My husband is in memory care. I entered his room a few weeks ago, and found him lying on the bed, as he almost always is when I go in, but this time he was very agitated.
“Who am I?” he asked me, with an urgency that was frightening. I told him his full name.
“But then, why do I think I might be someone else?” he asked. I suggested that perhaps he was waking from a bad dream.
“No!” he said. “Someone’s telling me I’m someone else! Keith someone. Keith Waterson, I think!” He pushed his hair back from his forehead. “This is the most frightening thing that has ever happened to me!”
I put my arm around him.
“We need to go check with someone else!” he said, again urgently.

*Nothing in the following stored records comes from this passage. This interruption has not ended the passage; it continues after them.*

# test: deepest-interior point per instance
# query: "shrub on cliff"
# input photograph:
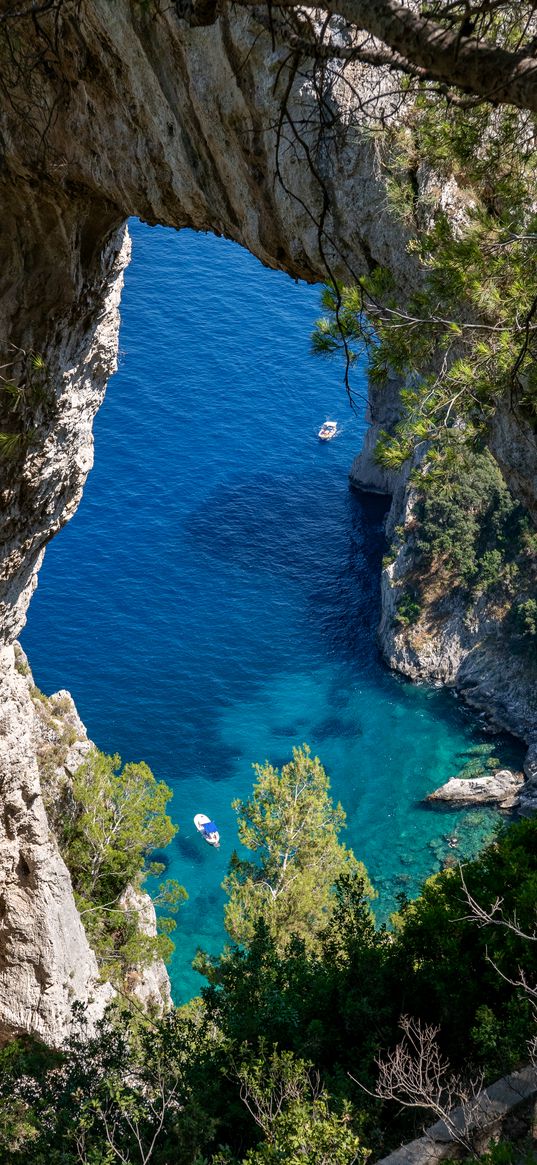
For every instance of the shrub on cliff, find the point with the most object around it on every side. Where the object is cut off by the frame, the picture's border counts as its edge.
(118, 818)
(291, 826)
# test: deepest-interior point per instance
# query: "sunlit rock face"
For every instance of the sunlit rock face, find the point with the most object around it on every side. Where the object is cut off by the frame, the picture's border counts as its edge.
(46, 961)
(121, 110)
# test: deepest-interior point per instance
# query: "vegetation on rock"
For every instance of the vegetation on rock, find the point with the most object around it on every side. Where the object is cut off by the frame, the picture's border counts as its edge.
(291, 827)
(263, 1068)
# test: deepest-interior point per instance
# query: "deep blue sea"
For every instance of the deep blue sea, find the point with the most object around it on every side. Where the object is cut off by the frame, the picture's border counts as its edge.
(216, 598)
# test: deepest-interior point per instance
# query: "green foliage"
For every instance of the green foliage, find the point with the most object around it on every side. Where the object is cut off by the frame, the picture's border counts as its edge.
(525, 614)
(291, 826)
(117, 819)
(261, 1072)
(466, 337)
(467, 517)
(294, 1113)
(26, 400)
(408, 609)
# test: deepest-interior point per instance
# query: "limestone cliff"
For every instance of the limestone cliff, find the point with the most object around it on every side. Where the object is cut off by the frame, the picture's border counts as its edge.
(110, 111)
(46, 962)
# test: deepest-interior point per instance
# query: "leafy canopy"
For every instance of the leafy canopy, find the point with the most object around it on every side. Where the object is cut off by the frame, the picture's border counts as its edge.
(465, 334)
(118, 818)
(291, 826)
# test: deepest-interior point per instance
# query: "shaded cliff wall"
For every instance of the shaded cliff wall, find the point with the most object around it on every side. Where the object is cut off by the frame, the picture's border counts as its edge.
(115, 112)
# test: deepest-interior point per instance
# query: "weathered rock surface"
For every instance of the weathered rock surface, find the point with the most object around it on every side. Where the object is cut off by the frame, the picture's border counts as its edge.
(501, 789)
(503, 1109)
(132, 112)
(46, 961)
(148, 985)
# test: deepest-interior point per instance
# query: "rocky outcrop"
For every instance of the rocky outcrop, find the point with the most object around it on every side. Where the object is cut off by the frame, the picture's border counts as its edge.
(46, 961)
(112, 110)
(148, 985)
(501, 789)
(506, 1109)
(61, 746)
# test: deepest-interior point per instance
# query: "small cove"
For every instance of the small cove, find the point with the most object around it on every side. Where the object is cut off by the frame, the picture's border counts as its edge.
(214, 601)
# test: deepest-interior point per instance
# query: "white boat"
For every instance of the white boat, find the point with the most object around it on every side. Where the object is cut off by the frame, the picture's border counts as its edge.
(327, 430)
(207, 828)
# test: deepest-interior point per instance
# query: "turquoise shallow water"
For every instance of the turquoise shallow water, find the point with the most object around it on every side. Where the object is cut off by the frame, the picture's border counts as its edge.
(216, 598)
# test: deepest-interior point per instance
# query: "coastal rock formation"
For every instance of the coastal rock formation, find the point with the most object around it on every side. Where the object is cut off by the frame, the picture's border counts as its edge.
(46, 961)
(501, 789)
(124, 110)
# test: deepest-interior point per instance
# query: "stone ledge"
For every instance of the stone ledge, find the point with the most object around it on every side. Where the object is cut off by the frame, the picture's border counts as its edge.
(490, 1114)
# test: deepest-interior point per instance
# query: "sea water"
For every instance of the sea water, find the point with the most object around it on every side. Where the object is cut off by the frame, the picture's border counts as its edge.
(214, 601)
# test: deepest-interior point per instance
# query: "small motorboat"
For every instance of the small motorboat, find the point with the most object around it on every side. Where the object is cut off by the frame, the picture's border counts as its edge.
(327, 430)
(207, 828)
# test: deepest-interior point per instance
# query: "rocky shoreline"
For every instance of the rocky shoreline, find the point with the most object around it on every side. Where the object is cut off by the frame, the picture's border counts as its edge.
(470, 654)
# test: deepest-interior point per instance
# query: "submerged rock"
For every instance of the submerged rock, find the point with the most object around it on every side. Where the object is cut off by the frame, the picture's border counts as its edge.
(501, 789)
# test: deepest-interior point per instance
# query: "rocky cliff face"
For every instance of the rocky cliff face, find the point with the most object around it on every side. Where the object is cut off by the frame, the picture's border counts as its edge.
(110, 111)
(46, 962)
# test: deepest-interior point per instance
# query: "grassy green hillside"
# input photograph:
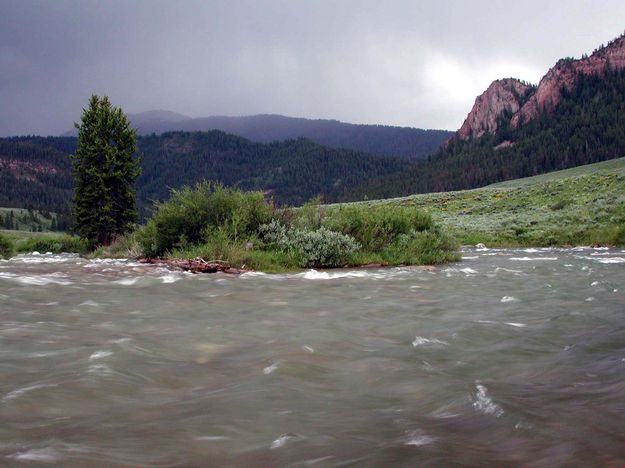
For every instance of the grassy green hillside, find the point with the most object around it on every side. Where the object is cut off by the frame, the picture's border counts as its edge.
(580, 206)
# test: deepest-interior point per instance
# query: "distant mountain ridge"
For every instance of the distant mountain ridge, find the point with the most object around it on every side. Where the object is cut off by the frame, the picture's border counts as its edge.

So, with the difficulty he has now in getting out of bed, he rose, slipped into his shoes, and I led him down the hall, around the corner, and into the director’s office. He sat down. I thought he’d have forgotten why we were there in the 3 minutes it took us to get there, but no.
“Who am I?” he asked her, urgently again, afraid.
She said, “You’re Ken Weiss.”
“Then why do I think I’m someone else?” he demanded.
“I think you probably had a bad dream,” the director said.
He whispered to me, “No! That’s the easy explanation.”
So, this was not helping. He stood up and we returned to his room. He was still agitated, and nothing I could say reassured him. Eventually he went back to sleep, and I left.
The following day he was still I’ll say delusional.
“Why did you come here? The building’s on fire!” But, he said this while lying down and with no indication that he felt any need to leave the building.
That thought disappeared quickly, but the next day when I went into his room he asked, “Are the streets safe?” I said yes, and he seemed to quickly forget about the safety of the streets. Or maybe he was reassured, I don't know. Maybe both -- feelings do seem to last longer than thoughts. I think he'd been right that these hadn't been bad dreams.
By the following day these what I called delusions seemed to have disappeared. Though, given that most of what he thinks now is less and less tethered to his old reality, or mine, what looks delusional to me is reality to him.
Indeed, all he sees now is an oval moon.